To benefit from Cowtribe Technology services, all a farmer needs is Ghc10.00 to register and have his/her records uploaded unto a database whereas a vaccine calendar helps in scheduling the date and time the farmer is supposed to have his/her animals vaccinated. On the day of vaccination, a message or call is delivered to the farmer to remind him/her to get ready for vaccination as a veterinary doctor is despatched to the location of the farmer.
Recently, Cowtribe signed its first major deal with the Ghana National Association of Cattle Farmers to help expand its services to over 1 million cattle farmers in the country by 2020.

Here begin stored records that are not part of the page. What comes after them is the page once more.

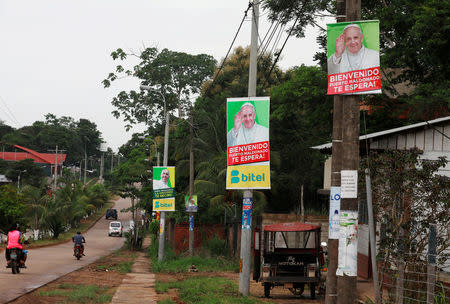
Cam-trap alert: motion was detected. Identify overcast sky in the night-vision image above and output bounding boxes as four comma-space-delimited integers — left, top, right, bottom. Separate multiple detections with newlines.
0, 0, 325, 151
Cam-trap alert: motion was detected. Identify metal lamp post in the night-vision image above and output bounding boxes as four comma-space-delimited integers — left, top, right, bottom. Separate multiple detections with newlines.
140, 85, 170, 261
17, 170, 27, 190
139, 136, 159, 167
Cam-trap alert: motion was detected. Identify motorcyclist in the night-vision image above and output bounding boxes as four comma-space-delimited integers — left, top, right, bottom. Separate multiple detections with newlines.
5, 224, 27, 268
72, 231, 86, 256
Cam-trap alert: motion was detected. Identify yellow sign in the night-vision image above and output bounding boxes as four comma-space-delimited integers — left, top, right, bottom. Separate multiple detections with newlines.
227, 165, 270, 189
153, 197, 175, 211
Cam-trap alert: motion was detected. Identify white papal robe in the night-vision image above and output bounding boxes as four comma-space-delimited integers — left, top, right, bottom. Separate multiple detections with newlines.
227, 122, 269, 147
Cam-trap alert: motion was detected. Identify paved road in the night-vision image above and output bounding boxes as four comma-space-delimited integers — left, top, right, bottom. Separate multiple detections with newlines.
0, 199, 131, 303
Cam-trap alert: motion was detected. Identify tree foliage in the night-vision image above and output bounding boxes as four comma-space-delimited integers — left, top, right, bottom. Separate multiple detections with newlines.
270, 65, 333, 210
102, 47, 216, 130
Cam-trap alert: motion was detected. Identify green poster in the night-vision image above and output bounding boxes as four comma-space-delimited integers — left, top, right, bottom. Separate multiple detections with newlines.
153, 167, 175, 190
327, 20, 380, 58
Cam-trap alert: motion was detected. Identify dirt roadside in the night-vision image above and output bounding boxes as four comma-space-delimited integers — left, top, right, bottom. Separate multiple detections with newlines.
9, 251, 133, 304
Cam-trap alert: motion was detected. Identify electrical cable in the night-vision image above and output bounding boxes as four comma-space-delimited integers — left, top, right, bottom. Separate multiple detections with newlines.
252, 1, 262, 45
266, 15, 300, 80
258, 21, 274, 52
205, 2, 253, 95
270, 25, 284, 54
260, 21, 280, 54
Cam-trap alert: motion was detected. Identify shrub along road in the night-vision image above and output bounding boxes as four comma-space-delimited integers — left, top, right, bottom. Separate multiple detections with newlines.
0, 199, 131, 303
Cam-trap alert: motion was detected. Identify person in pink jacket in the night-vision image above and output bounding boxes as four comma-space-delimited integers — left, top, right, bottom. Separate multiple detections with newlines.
5, 225, 27, 268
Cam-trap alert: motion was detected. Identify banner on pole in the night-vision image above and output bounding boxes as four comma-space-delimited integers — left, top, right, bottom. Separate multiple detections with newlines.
242, 197, 252, 230
336, 210, 358, 277
327, 20, 381, 95
184, 195, 198, 212
328, 187, 341, 240
227, 165, 270, 189
153, 197, 175, 211
227, 97, 270, 166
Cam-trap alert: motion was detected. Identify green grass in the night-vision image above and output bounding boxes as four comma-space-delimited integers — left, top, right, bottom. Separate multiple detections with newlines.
152, 256, 239, 273
158, 299, 176, 304
39, 284, 112, 303
155, 276, 271, 304
96, 261, 134, 274
148, 240, 239, 273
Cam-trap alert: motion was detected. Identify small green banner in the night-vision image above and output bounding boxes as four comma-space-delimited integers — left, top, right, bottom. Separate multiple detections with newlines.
153, 188, 175, 199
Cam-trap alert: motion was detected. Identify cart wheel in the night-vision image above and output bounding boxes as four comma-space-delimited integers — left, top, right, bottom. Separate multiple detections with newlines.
289, 283, 305, 296
264, 283, 271, 298
309, 284, 316, 299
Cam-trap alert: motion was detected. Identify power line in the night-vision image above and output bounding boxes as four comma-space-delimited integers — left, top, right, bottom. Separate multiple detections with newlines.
266, 15, 300, 80
0, 96, 21, 127
205, 2, 253, 95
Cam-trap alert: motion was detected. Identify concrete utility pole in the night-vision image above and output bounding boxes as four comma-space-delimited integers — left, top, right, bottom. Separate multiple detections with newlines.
140, 85, 170, 261
100, 151, 105, 184
158, 110, 170, 261
47, 145, 66, 191
337, 0, 361, 304
239, 0, 259, 296
325, 0, 346, 304
53, 145, 58, 191
189, 107, 194, 256
84, 144, 87, 185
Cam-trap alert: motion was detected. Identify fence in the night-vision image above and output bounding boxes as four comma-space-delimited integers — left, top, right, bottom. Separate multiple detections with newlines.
378, 224, 450, 304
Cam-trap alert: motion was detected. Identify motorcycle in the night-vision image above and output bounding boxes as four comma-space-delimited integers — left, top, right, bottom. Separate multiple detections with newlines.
10, 248, 22, 274
75, 244, 83, 260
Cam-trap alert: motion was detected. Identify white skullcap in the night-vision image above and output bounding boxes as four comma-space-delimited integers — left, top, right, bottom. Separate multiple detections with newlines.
241, 102, 255, 112
342, 23, 362, 34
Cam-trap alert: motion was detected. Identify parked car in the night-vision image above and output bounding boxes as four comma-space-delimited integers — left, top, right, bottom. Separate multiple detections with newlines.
108, 221, 123, 236
253, 222, 325, 299
105, 208, 117, 220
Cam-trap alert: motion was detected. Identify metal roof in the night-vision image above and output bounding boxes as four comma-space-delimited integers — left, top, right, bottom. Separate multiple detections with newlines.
264, 222, 321, 231
311, 116, 450, 150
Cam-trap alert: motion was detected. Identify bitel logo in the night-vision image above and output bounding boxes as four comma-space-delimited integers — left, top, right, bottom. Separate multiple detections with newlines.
231, 170, 239, 184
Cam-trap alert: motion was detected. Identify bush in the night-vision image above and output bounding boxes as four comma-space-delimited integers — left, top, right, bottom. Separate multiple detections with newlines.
205, 235, 228, 256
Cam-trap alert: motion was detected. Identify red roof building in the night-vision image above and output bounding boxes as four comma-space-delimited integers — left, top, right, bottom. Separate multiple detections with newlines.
0, 145, 67, 176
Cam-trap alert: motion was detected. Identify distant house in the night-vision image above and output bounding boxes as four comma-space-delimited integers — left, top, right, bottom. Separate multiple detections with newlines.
0, 145, 67, 176
0, 174, 12, 186
312, 116, 450, 278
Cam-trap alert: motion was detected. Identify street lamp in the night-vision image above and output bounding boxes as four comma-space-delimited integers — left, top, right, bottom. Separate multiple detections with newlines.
138, 136, 159, 167
17, 170, 27, 190
140, 85, 170, 261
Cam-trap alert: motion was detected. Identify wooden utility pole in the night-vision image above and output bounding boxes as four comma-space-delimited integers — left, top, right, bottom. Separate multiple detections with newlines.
239, 0, 260, 296
325, 0, 345, 304
337, 0, 361, 304
189, 108, 194, 256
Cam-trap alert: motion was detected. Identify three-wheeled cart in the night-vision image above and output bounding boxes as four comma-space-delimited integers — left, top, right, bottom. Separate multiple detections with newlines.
253, 222, 325, 299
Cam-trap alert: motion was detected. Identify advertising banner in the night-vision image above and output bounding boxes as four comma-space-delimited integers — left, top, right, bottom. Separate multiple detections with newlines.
153, 188, 175, 199
184, 195, 198, 212
153, 167, 175, 191
189, 215, 194, 231
153, 197, 175, 211
336, 211, 358, 277
227, 165, 270, 189
227, 97, 270, 166
328, 187, 341, 240
242, 197, 252, 230
327, 20, 381, 95
153, 167, 175, 211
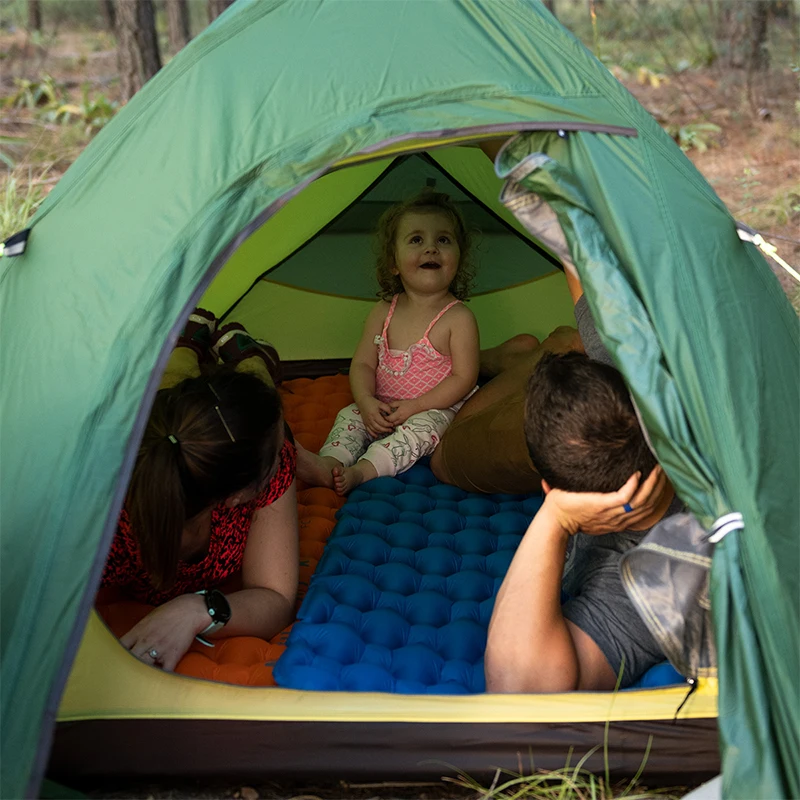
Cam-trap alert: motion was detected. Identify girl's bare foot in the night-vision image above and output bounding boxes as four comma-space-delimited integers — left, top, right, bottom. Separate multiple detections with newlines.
295, 442, 342, 494
331, 458, 378, 497
480, 333, 539, 378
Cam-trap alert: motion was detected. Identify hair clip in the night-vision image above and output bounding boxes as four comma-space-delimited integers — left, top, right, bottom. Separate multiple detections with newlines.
208, 383, 236, 443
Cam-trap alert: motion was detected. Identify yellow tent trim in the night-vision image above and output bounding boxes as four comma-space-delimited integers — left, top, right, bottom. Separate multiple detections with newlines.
58, 611, 717, 724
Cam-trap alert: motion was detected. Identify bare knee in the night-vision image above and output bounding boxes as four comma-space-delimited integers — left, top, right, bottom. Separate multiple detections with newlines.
431, 443, 453, 483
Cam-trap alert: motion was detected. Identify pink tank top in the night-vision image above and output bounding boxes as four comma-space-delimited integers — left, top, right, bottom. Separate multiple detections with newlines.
375, 294, 461, 403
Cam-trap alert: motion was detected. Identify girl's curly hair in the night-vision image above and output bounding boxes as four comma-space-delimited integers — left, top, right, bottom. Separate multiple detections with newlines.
376, 190, 475, 301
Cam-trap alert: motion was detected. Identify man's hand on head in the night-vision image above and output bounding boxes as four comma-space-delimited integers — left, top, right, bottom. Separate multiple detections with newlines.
545, 466, 667, 535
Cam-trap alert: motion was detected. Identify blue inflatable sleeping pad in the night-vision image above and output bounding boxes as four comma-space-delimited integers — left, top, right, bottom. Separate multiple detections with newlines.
274, 463, 682, 694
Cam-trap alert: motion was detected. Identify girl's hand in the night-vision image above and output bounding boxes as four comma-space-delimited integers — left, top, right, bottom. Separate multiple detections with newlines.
120, 594, 211, 672
386, 400, 420, 428
545, 466, 667, 535
357, 397, 394, 438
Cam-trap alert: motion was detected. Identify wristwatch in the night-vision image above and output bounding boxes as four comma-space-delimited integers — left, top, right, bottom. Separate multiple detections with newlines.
195, 589, 231, 647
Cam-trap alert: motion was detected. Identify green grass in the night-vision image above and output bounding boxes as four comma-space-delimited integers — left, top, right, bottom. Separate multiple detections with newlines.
0, 167, 47, 242
443, 737, 685, 800
555, 0, 797, 75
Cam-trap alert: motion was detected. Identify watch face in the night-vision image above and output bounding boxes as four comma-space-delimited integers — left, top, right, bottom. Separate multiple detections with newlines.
206, 589, 231, 625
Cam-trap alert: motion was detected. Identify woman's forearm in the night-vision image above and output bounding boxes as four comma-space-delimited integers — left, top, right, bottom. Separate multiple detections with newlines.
210, 586, 294, 639
485, 501, 579, 692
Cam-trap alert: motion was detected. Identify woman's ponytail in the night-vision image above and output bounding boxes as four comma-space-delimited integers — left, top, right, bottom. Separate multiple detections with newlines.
127, 396, 186, 591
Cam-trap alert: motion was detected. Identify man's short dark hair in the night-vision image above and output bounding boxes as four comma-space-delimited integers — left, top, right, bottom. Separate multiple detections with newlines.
525, 353, 657, 492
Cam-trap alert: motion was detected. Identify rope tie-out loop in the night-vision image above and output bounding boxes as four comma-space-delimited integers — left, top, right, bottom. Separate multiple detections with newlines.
707, 511, 744, 544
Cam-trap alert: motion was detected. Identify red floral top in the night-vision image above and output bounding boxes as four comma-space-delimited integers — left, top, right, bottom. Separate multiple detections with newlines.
101, 439, 297, 606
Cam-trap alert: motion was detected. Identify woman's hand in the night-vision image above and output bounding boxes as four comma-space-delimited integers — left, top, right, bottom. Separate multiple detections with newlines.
545, 466, 667, 535
120, 594, 211, 672
386, 400, 422, 428
356, 395, 394, 438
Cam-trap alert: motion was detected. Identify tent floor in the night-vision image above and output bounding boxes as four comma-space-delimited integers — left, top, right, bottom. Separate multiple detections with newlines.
48, 716, 720, 787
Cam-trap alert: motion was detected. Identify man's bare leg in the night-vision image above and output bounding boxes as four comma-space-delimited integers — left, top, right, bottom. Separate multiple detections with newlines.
480, 333, 539, 379
431, 326, 583, 483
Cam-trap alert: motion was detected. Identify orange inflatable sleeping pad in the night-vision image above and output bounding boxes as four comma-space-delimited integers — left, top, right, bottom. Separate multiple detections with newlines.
96, 375, 353, 686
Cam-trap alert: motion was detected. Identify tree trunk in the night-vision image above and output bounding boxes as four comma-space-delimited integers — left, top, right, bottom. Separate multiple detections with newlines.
748, 1, 769, 72
166, 0, 192, 54
717, 0, 746, 67
117, 0, 161, 100
208, 0, 233, 24
28, 0, 42, 31
100, 0, 117, 31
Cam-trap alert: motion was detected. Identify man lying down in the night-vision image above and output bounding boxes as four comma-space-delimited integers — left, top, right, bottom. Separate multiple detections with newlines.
431, 275, 683, 692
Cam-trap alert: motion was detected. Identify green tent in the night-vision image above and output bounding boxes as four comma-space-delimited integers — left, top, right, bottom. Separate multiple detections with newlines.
0, 0, 800, 798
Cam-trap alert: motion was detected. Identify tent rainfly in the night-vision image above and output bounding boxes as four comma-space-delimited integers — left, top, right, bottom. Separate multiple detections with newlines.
0, 0, 800, 798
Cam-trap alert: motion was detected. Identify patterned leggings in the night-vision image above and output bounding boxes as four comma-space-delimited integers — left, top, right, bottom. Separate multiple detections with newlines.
319, 400, 464, 476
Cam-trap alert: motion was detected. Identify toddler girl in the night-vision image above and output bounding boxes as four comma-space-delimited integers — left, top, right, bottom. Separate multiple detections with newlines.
297, 192, 479, 495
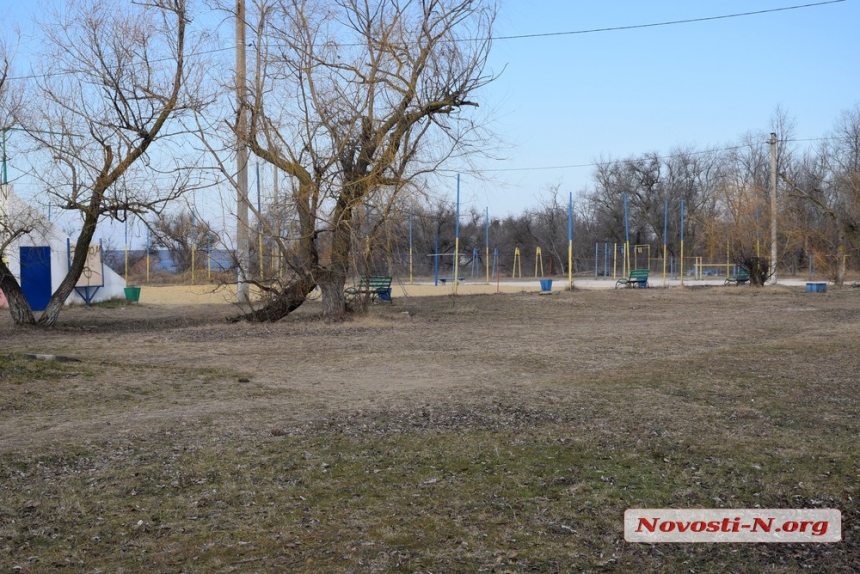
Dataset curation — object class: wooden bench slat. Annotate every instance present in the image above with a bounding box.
[724,269,750,285]
[615,269,651,289]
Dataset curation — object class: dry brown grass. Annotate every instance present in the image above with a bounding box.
[0,287,860,572]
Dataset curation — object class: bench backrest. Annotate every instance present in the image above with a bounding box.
[361,275,391,289]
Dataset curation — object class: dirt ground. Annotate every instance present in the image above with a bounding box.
[0,283,860,574]
[0,285,860,450]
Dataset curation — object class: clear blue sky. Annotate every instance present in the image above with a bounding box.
[464,0,860,216]
[0,0,860,228]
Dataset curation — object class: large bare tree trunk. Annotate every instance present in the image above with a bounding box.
[37,211,98,327]
[231,276,316,323]
[0,261,36,325]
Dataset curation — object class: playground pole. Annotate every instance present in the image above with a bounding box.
[146,225,152,283]
[433,229,439,287]
[257,162,263,280]
[454,173,460,295]
[612,243,618,281]
[567,192,576,290]
[484,207,490,285]
[409,213,412,285]
[125,218,128,283]
[624,193,630,277]
[680,199,684,287]
[663,199,669,287]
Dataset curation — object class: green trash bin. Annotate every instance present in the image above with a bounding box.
[125,287,140,303]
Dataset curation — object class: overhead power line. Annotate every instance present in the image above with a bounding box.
[480,137,839,172]
[8,0,846,80]
[492,0,845,41]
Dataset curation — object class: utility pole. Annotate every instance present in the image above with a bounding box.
[236,0,251,303]
[767,132,777,285]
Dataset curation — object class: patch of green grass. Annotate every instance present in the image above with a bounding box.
[0,405,860,572]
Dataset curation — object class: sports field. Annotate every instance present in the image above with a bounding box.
[0,282,860,573]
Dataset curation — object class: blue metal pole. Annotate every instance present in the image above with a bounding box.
[454,173,460,295]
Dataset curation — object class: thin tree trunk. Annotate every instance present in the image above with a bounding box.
[37,209,100,327]
[0,260,36,325]
[230,276,316,323]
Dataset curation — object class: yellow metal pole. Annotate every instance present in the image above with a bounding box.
[257,233,264,281]
[663,243,666,287]
[624,241,632,277]
[535,247,543,277]
[454,237,460,295]
[612,243,618,281]
[567,239,573,289]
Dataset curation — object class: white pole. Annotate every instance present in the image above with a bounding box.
[236,0,251,303]
[768,132,777,285]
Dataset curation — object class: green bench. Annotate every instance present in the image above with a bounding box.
[724,269,750,285]
[439,275,466,285]
[344,275,391,303]
[615,269,651,289]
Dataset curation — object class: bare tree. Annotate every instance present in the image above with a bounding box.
[4,0,199,326]
[228,0,495,320]
[0,36,39,324]
[780,105,860,285]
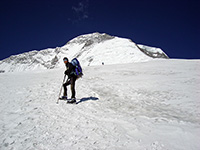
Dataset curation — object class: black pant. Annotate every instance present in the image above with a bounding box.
[63,76,77,98]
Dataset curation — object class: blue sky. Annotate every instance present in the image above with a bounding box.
[0,0,200,60]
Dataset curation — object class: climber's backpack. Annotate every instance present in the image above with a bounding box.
[71,58,83,78]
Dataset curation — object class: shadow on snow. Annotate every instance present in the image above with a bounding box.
[76,96,99,104]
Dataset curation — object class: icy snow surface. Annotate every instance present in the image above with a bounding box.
[0,60,200,150]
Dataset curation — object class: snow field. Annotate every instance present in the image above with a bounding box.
[0,60,200,150]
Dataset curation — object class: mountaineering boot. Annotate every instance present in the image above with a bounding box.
[60,96,67,100]
[67,98,76,103]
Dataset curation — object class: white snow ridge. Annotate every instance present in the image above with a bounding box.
[0,33,168,72]
[0,33,200,150]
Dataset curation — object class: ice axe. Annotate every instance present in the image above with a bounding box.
[56,74,66,104]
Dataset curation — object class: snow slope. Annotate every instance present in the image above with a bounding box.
[0,33,168,72]
[0,60,200,150]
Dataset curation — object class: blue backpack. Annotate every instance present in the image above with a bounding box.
[71,58,83,78]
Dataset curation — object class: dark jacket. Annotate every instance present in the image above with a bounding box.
[65,63,76,78]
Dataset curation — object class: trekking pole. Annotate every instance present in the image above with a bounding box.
[56,74,66,104]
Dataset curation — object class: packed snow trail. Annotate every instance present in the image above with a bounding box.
[0,60,200,150]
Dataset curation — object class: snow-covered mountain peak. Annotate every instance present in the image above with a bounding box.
[0,32,168,72]
[67,32,114,45]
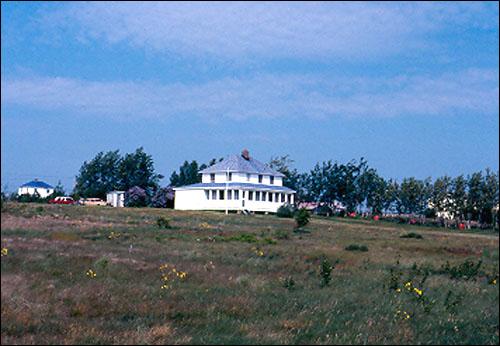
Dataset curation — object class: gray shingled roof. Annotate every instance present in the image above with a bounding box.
[21,180,54,189]
[200,155,285,177]
[174,182,295,192]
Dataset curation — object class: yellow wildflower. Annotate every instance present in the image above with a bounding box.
[85,269,97,279]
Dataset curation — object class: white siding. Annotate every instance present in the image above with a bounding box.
[17,187,54,198]
[174,189,293,213]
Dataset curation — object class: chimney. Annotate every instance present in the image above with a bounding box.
[241,149,250,161]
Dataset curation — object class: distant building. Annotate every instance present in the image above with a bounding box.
[174,150,295,213]
[17,179,54,198]
[106,191,125,208]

“This agreement with GNACAF will cut down the 30 percent deaths recorded every year in the livestock farming business due to preventable diseases couple with inadequate veterinary doctors” Ms Bawah said, adding that “the goal is to leverage on Cowtribe’s technology to among other things identify, tag and track all cattle to ensure an effective delivery of vaccines and provision of various support services to farmers”.
For a start, one hundred thousand farmers in selected districts across the country have been put on a one year pilot programme under the deal. By 2020, the lack of data about where and when vaccines are required by Ghanian livestock farmers would have been adequately addressed by the award-winning company.
Cowtribe’s main challenge now is lack of capital to expand.